Quando ero studente di teologia, i miei proff. di Sacra Scrittura ci dicevano: Ragazzi, per capire bene il racconto della passione e morte di Gesù dovete mettervi nei panni dei vari protagonisti e chiedervi: in quale dei personaggi posso identificarmi? Se Pietro ha fatto così, non sono anch’io un po' come lui? Oppure, se Giuda o se Pilato o se il Cireneo hanno agito in quel modo, c’è forse in me qualcosa di Giuda o di Pilato o del Cireneo? Bene, in obbedienza a questo suggerimento, ho pensato: nelle ultime ore di vita di Gesù, c’è stato un uomo a cui di solito non si dà peso e che passa sotto silenzio: è Giuseppe d’Arimatea. Ebbene, in questo venerdì santo 2022, perché non proviamo a confrontarci con lui, lasciandoci interpellare dalla sua figura? Il Vangelo di lui ha detto: Giuseppe di Arimatea, che era discepolo di Gesù, ma di nascosto, per timore dei Giudei, chiese a Pilato di prendere il corpo di Gesù. Pilato lo concesse.

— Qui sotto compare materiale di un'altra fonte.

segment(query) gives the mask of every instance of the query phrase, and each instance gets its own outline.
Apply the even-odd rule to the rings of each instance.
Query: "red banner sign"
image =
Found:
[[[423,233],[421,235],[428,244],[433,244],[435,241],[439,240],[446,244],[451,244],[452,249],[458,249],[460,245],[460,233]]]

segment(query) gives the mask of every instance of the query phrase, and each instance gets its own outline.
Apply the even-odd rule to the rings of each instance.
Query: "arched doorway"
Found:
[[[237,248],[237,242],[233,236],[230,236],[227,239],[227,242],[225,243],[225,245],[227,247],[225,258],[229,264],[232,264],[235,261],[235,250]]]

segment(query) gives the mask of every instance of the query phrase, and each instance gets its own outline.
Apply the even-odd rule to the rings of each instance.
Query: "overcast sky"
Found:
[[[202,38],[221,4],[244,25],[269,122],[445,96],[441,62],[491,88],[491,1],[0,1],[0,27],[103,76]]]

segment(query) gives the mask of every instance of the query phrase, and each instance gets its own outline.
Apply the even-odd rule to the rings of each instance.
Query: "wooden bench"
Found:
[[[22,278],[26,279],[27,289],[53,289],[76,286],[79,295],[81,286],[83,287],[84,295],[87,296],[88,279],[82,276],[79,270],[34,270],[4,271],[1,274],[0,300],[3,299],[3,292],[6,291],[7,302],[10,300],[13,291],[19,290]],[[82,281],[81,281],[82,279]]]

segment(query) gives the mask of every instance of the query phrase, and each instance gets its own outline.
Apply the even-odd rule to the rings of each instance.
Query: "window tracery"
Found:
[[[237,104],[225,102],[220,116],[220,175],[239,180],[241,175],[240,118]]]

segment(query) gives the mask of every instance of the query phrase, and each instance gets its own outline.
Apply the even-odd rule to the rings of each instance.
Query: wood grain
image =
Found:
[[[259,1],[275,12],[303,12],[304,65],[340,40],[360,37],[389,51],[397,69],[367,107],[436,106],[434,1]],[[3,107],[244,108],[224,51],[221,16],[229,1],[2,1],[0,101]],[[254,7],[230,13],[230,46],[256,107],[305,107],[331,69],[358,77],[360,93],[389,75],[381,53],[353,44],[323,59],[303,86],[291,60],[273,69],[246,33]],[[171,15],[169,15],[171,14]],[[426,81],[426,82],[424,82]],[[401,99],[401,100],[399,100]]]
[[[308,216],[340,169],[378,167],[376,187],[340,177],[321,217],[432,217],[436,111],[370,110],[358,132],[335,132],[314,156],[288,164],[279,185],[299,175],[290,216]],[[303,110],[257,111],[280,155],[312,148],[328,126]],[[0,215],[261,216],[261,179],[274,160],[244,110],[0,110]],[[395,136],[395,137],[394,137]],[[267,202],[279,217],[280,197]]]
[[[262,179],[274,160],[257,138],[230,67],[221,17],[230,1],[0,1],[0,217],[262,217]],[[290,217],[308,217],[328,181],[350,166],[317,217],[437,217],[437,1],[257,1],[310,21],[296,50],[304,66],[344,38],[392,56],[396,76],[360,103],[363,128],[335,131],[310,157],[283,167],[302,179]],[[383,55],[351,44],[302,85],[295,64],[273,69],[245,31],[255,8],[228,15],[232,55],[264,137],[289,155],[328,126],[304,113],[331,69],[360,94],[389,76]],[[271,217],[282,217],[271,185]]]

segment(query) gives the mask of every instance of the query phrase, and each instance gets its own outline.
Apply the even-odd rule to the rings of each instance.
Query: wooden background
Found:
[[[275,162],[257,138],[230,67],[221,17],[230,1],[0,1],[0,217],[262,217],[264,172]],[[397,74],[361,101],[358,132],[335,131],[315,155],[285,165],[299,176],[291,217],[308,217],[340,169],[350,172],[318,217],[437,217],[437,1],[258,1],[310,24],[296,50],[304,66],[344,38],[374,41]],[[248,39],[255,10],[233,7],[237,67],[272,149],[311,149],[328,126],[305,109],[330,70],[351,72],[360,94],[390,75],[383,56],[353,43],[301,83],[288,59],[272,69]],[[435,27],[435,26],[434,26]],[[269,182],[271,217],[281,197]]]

Allora egli andò e prese il corpo di Gesù.

Le parole che ci interessano sono era discepolo di Gesù, ma di nascosto. Ho detto: questo tratto di Giuseppe è forse anche in me? E ho aggiunto: un pericolo di oggi è proprio quello di essere discepoli di Gesù ma di  nascosto. Il pluralismo di idee e di religioni e la scristianizzazione in atto da tempo, stanno rendendo tanti di noi ‘discepoli nascosti’, come Giuseppe. Quand’ero ragazzo si parlava di ‘rispetto umano’ e con questa espressione si alludeva, sì, una cosa buona (il rispetto), ma al punto (e qui si cadeva nell’errore) di giungere a rinunziare ad esprimere il proprio pensiero o la propria identità per paura di essere giudicati, derisi e rifiutati dagli altri. Ecco Giuseppe d’Arimatea e tanti di noi: siamo seguaci di Gesù, ma interiormente e non in pubblico, per non avere opposizioni o discriminazioni o un calo di popolarità. Oggi poi al pericolo di essere discepoli di nascosto si unisce quello di essere discepoli sbiaditi, opachi, irrilevanti, non incisivi. Io ritengo che come cristiani sia preferibile essere contestati che essere irrilevanti. Diceva l’altro giorno il nostro nuovo vescovo: più che efficienti, siate efficaci. Credo che il segreto per essere così sia tornare come dice S. Paolo a lasciarsi riconquistare e riafferrare dalla persona di Gesù. E’ il motivo che ci ha portato ad essere qui sta sera.